In a case in which the defendant was convicted of possession of heroin and trafficking in opium or heroin by transportation, the trial court did not err by denying the defendant’s request for an instruction about knowing possession or transportation. The court concluded that the requested instruction was not required because the defendant did not present any evidence that he was confused or mistaken about the nature of the illegal drug his accomplice was carrying.

In a heroin trafficking case where the defendant argued that he did not know that the item he possessed was heroin, the trial court committed plain error by denying the defendant’s request for a jury instruction that the State must prove that the defendant knew that he possessed heroin (footnote 4 of the relevant trafficking instructions). The court noted that knowledge that one possesses contraband is presumed by the act of possession unless the defendant denies knowledge of possession and contests knowledge as disputed fact. It went on to reject the State’s argument that the defendant was not entitled to the instruction because he did not testify or present any evidence to raise the issue of knowledge as a disputed fact. The court noted that its case in chief the State presented evidence that the defendant told a detective that he did not know the container in his vehicle contained heroin; this constituted a contention by the defendant that he did not know the true identity of what he possessed, the critical issue in the case. 

In a trafficking by possession case there was sufficient evidence of knowing possession where the defendant was driving the vehicle that contained the cocaine.

The evidence was sufficient to establish that the defendant knowingly possessed and transported the controlled substance. The evidence showed that (1) the packages involved in the controlled delivery leading to the charges at issue were addressed to “Holly Wright;” although a person named Holly Wainwright had lived in the apartment with the defendant, she had moved out; (2) the defendant immediately accepted possession of the packages, dragged them into the apartment, and never mentioned to the delivery person that Wainwright no longer lived there; (3) Wainwright testified that she had not ordered the packages; (4) the defendant told a neighbor that another person (Smallwood) had ordered the packages for her; (5) the defendant did not open the packages, but immediately called Smallwood to tell him that they had arrived; (6) after getting off the phone with Smallwood, the defendant acted like she was in a hurry to leave; and (7) Smallwood came to the apartment within thirty-five minutes of the packages being delivered.

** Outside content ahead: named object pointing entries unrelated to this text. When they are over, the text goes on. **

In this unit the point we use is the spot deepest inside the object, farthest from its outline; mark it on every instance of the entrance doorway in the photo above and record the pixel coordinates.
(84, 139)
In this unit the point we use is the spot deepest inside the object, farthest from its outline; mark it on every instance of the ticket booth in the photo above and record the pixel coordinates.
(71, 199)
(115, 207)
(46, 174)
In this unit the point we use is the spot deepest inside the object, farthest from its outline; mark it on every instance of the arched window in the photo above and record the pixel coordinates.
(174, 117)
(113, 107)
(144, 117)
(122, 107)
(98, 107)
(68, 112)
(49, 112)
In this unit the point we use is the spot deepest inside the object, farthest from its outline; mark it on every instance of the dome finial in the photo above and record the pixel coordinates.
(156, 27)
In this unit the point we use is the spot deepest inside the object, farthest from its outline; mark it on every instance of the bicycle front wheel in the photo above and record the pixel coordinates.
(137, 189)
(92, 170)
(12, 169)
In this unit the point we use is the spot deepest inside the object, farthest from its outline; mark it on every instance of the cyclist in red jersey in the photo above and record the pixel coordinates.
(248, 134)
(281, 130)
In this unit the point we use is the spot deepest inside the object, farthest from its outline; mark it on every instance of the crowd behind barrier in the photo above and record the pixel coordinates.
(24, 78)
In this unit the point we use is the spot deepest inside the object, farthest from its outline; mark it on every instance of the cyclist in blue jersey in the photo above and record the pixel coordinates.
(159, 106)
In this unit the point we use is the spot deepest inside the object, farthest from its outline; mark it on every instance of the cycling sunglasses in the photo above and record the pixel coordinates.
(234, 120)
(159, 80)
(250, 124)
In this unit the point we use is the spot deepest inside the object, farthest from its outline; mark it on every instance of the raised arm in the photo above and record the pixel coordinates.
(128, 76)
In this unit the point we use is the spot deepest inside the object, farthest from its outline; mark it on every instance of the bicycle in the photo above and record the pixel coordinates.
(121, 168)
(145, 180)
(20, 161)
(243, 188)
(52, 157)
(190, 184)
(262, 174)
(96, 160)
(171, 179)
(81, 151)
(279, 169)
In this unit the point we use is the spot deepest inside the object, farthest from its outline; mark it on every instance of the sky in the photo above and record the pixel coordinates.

There was sufficient evidence to show that the defendant knowingly possessed marijuana in a case where the defendant was convicted of trafficking in marijuana and conspiracy to traffic by possession. Defendant signed for and collected a UPS package containing 44.1 pounds of marijuana. About a half hour later, the defendant helped load a second UPS package containing 43.8 pounds of marijuana into the back seat of a car. Both boxes were found when police searched the car, driven by the defendant. The defendant had once lived in the same residence as his niece, the person to whom the packages were addressed, and knew that his niece frequently got packages like these. Also, the defendant expected to earn between $50 and $200 for simply taking the package from UPS to his niece. Finally the address on one of the boxes did not exist.